Changing Partner

夜夜伴肥嬌 | Changing Partners
 •  ,  •   • Dir.

Reviewed by   |  Feb 28, 2015

As with ‘Coup De Grace’ which I reviewed a few months ago, ‘Changing Partner’ is another Hong Kong action comedy that takes unpromising material and turns it into a very enjoyable feature film. Although the ‘odd-couple love story’ isn’t exactly revolutionary, ‘Changing Partner’ is another pleasant surprise.

Police officer Yu’s (Chan) day gets off to a bad start when his girlfriend leaves him and then goes rapidly downhill from there. Not only does he come to blows with his brutish female colleague Lin (Ng) but he’s also then told that the pair must pose as a married couple to trap a killer. Obviously, both parties are furious, but, commanded by their superior (Tsang), they agree to the plan and are adamant that they will continue to hate each other despite the remarkable effects that the operation has had on previous police officers. Lin’s slobbish ways immediately aggravate heartbroken Yu though her own bravado is shattered when her own love life takes a nose dive. Despite their mutual loathing, Yu and Lin begin to rely on one another and, as Lin sees the love her colleague has for his neglected grandmother, warms to him. The gradual thawing of their relationship is suddenly interrupted when Yu’s girlfriend returns seeking a reconciliation. Not only does his ruin the potential love between Yu and Lin, but it also begins to disrupt the stakeout operation.

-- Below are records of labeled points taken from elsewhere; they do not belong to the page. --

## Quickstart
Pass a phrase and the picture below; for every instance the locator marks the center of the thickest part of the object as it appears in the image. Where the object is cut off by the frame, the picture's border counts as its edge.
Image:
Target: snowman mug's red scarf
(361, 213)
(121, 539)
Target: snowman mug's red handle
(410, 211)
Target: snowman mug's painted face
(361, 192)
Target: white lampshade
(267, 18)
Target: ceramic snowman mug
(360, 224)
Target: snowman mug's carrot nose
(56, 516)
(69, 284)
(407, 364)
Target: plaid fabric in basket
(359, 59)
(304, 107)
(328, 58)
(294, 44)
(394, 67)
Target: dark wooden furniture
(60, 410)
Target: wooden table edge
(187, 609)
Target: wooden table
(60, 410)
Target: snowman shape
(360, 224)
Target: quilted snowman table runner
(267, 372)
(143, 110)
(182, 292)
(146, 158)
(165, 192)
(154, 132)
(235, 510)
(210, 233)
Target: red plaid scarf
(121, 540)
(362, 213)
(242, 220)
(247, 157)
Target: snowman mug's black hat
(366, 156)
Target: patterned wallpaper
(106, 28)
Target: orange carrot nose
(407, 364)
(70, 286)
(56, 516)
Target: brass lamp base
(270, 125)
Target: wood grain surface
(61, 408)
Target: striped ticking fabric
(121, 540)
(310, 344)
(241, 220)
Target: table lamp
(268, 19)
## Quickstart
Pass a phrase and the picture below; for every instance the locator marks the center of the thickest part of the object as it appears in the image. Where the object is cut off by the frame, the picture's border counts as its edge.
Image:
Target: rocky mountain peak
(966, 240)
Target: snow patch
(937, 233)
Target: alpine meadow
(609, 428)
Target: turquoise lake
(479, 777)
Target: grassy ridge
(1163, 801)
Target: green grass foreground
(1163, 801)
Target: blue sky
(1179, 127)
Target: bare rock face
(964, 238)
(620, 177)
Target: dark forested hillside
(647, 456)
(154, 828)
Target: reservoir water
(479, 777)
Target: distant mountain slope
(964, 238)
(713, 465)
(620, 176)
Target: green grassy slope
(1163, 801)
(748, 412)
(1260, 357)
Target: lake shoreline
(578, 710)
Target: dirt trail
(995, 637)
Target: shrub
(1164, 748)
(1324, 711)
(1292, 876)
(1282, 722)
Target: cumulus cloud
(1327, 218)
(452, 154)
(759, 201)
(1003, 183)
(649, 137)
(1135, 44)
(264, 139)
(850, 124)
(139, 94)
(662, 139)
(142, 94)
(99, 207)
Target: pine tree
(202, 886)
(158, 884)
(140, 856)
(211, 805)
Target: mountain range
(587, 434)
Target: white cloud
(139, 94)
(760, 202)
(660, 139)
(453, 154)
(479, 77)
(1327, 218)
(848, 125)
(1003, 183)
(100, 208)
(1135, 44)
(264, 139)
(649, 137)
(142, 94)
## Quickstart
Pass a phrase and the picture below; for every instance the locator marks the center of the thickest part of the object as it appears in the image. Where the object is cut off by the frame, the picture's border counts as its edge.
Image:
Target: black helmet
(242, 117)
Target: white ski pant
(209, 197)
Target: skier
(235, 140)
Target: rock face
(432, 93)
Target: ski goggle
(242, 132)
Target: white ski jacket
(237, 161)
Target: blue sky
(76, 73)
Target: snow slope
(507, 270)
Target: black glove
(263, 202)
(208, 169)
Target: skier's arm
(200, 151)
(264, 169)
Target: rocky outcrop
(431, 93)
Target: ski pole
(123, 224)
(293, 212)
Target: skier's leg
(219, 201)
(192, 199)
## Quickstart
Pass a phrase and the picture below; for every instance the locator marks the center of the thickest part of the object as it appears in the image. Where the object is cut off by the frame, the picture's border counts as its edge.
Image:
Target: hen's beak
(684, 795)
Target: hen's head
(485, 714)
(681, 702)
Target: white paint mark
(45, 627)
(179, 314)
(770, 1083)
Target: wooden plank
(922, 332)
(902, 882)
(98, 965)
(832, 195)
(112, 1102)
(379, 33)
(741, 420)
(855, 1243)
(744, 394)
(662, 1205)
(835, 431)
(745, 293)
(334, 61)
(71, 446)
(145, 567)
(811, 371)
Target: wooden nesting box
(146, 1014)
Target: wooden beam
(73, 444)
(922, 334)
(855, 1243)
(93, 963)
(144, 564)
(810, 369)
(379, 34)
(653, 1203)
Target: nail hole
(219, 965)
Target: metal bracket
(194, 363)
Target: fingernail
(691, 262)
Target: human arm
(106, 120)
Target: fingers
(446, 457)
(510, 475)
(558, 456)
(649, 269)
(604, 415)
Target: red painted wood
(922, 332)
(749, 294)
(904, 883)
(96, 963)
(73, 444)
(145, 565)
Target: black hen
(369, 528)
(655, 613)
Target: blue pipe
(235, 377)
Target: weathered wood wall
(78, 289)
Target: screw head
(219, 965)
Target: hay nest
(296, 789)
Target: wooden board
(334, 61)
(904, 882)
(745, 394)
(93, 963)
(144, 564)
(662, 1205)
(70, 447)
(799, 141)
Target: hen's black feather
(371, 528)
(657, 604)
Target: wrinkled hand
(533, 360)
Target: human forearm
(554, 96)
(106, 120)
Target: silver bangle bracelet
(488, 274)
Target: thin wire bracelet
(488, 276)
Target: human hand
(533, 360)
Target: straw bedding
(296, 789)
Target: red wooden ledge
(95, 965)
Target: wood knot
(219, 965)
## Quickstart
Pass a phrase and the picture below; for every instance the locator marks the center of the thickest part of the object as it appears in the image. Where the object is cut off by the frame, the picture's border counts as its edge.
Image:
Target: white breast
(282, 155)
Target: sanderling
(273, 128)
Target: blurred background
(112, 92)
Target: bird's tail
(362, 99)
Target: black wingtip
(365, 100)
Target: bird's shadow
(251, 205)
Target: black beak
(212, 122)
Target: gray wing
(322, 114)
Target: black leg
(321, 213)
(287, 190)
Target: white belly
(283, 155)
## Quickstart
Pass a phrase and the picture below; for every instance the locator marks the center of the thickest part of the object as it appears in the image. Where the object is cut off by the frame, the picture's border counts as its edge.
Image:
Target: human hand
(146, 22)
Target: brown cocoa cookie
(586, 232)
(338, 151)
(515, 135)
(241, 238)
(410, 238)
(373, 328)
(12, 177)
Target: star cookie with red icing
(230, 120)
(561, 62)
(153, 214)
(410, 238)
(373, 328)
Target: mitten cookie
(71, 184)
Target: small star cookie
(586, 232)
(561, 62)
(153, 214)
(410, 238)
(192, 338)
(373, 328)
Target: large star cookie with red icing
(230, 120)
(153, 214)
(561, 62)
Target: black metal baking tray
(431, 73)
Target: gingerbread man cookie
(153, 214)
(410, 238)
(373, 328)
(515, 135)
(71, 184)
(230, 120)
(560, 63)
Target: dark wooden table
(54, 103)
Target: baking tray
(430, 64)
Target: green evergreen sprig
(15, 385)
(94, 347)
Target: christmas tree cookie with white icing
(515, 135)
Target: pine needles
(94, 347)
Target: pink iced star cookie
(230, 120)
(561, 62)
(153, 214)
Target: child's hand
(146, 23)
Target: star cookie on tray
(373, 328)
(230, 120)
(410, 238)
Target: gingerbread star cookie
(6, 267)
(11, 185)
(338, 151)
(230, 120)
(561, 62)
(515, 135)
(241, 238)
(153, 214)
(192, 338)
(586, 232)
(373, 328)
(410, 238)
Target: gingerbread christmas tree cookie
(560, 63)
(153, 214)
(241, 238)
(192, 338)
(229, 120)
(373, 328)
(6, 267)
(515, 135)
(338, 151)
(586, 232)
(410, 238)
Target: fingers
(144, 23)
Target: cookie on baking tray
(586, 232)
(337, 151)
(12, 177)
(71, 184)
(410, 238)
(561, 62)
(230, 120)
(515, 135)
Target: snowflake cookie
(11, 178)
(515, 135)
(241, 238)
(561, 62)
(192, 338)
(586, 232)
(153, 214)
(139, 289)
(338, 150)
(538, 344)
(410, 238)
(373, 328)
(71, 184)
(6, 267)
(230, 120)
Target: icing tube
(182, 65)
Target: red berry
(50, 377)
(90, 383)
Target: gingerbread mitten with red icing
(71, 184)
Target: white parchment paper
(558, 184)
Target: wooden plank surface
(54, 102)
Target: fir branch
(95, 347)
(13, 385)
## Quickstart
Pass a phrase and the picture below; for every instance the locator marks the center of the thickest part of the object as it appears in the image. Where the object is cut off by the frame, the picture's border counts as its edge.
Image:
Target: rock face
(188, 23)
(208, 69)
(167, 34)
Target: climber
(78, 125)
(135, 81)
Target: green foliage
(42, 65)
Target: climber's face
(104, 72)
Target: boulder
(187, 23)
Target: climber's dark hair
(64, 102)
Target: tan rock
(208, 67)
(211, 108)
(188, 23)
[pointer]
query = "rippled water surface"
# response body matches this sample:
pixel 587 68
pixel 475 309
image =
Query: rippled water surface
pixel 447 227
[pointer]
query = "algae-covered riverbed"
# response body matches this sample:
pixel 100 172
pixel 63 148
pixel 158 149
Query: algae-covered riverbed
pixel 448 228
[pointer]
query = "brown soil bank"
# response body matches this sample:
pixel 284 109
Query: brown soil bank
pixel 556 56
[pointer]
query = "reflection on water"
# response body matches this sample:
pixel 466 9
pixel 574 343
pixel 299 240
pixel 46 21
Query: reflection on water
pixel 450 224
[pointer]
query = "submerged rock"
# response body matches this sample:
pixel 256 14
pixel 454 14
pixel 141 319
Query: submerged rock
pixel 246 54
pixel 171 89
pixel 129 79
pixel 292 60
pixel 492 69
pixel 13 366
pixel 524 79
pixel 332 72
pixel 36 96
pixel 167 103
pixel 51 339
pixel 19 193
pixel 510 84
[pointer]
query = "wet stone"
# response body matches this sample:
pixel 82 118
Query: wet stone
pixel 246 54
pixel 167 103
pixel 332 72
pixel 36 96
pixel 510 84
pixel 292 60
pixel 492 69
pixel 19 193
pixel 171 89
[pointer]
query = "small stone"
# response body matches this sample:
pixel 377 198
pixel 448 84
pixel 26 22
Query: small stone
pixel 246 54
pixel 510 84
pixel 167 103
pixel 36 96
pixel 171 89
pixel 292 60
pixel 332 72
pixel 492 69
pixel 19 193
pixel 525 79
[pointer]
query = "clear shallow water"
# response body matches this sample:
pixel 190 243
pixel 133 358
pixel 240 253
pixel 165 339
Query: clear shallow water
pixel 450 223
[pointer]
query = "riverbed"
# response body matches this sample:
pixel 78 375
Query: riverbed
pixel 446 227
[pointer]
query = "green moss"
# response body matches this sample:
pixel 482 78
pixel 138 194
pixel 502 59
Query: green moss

‘Changing Partner’ is a  film that uses the strengths of its excellent cast superbly. Anthony Chan, forever the put-upon buffoon, is a perfect example of how the confident delivery of material can lift a production from the ordinary. His timing and interplay with his co-stars stands out as one of the main reasons why the audience can not only believe in the storyline, but also care about the characters. His task is made much easier by another outstanding example of Sandra Ng’s talents as an actress, but also as an all round performer. In the few serious, romantic moments, Ng’s comic mask slips and we get the opportunity to see how varied her thespian skills are. With such a capable pairing, half the film’s battle is won.

In classic Hong Kong style, the murder/mystery narrative is side-stepped shortly after it begins and the sit-com set-up comes to the foreground. While this often infuriates casual viewers to Hong Kong’s unique style, when it is done well most of us hardly notice these inconsistencies. ‘Changing Partner’ is certainly a production that does suffer under close scrutiny as the problematic mixture of genres is evident in the few mishandled moments. Despite this, ‘Changing Partner’ has enough moments of genuine amusement to help paper over the cracks. It is, in essence, a romantic comedy that succeeds where so many better known productions fail. 3 1/2 stars, but perhaps edging closer to 4 the more I think about how well it delivered on its modest promises.